2.3.2 leg muscle strength
After completion of a standardised preparatory programme consisting of 5 minutes of cycling and 3 minutes of lower limb dynamic mobility exercises, isokinetic strength parameters were quantified using a dynamometer system (HUMAC NORM Test System, CSMI Solutions). The assessment programme consisted of:Isokinetic peak torque (PT) assessment at an angular velocity of 60°/s. Isokinetic Average Torque (AT) evaluation at 180°/s angular velocity.Instrument calibration is carried out prior to each test to ensure measurement fidelity. Positioning parameters were standardised as follows: ergometer tilt 40°, seat tilt 40°, seat backrest tilt 70–85° and sagittal alignment through the lateral femoral condyles. The warm-up programme consisted of graded exertion (50–80% of perceived exertion for isokinetic testing) followed by a 30-second recovery period. Formal testing consisted of five maximal knee flexion-extension tests at 60°/s angular velocity and 25 knee flexion-extension fatigue tests at 180°/s angular velocity.
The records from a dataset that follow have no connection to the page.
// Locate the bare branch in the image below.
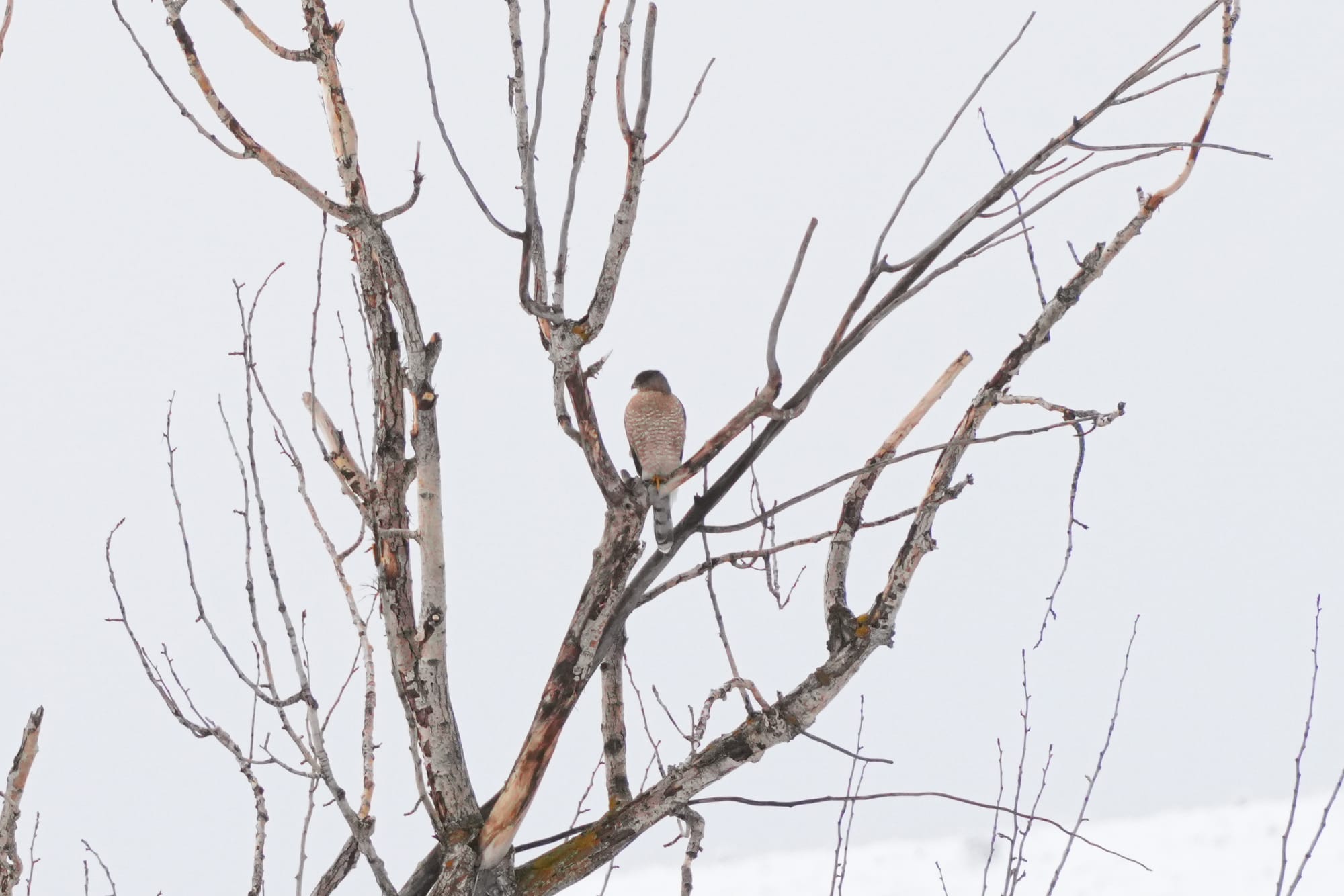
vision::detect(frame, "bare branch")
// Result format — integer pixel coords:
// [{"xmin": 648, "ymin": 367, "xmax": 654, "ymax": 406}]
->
[
  {"xmin": 552, "ymin": 0, "xmax": 612, "ymax": 310},
  {"xmin": 868, "ymin": 12, "xmax": 1036, "ymax": 269},
  {"xmin": 700, "ymin": 410, "xmax": 1124, "ymax": 532},
  {"xmin": 1068, "ymin": 140, "xmax": 1274, "ymax": 160},
  {"xmin": 1046, "ymin": 617, "xmax": 1138, "ymax": 896},
  {"xmin": 1116, "ymin": 69, "xmax": 1218, "ymax": 106},
  {"xmin": 602, "ymin": 638, "xmax": 630, "ymax": 806},
  {"xmin": 222, "ymin": 0, "xmax": 313, "ymax": 62},
  {"xmin": 673, "ymin": 806, "xmax": 704, "ymax": 896},
  {"xmin": 645, "ymin": 59, "xmax": 714, "ymax": 163},
  {"xmin": 0, "ymin": 0, "xmax": 13, "ymax": 64},
  {"xmin": 79, "ymin": 840, "xmax": 117, "ymax": 896},
  {"xmin": 409, "ymin": 0, "xmax": 523, "ymax": 239},
  {"xmin": 108, "ymin": 0, "xmax": 253, "ymax": 159},
  {"xmin": 688, "ymin": 790, "xmax": 1152, "ymax": 872},
  {"xmin": 977, "ymin": 109, "xmax": 1046, "ymax": 305},
  {"xmin": 1274, "ymin": 595, "xmax": 1344, "ymax": 896},
  {"xmin": 817, "ymin": 352, "xmax": 970, "ymax": 653},
  {"xmin": 0, "ymin": 709, "xmax": 43, "ymax": 896}
]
There was a 1-minute recovery interval between each set.
2.3.3 Anaerobic power
A power bicycle (Monark 894E, Sweden) was used for anaerobic power assessment of the subjects.The brake weight type was calculated from 7.5% (0.075 kg-kg body mass-1) of the participant's own body weight. The seat height was adjusted to align with the participant's hip height, and the weight basket was pre-calibrated by the researcher to the target mass prior to the commencement of the test (tolerance ± 5 g) and manually released at the start of the test. The system automatically determined the presence of a valid resistance trigger by measuring a 1-second difference in pedal frequency (> 10 rpm) between the front and back, and repeated the test if the criterion was not met. Following the calibration of the values, the subjects performed a 30-second Wingate test.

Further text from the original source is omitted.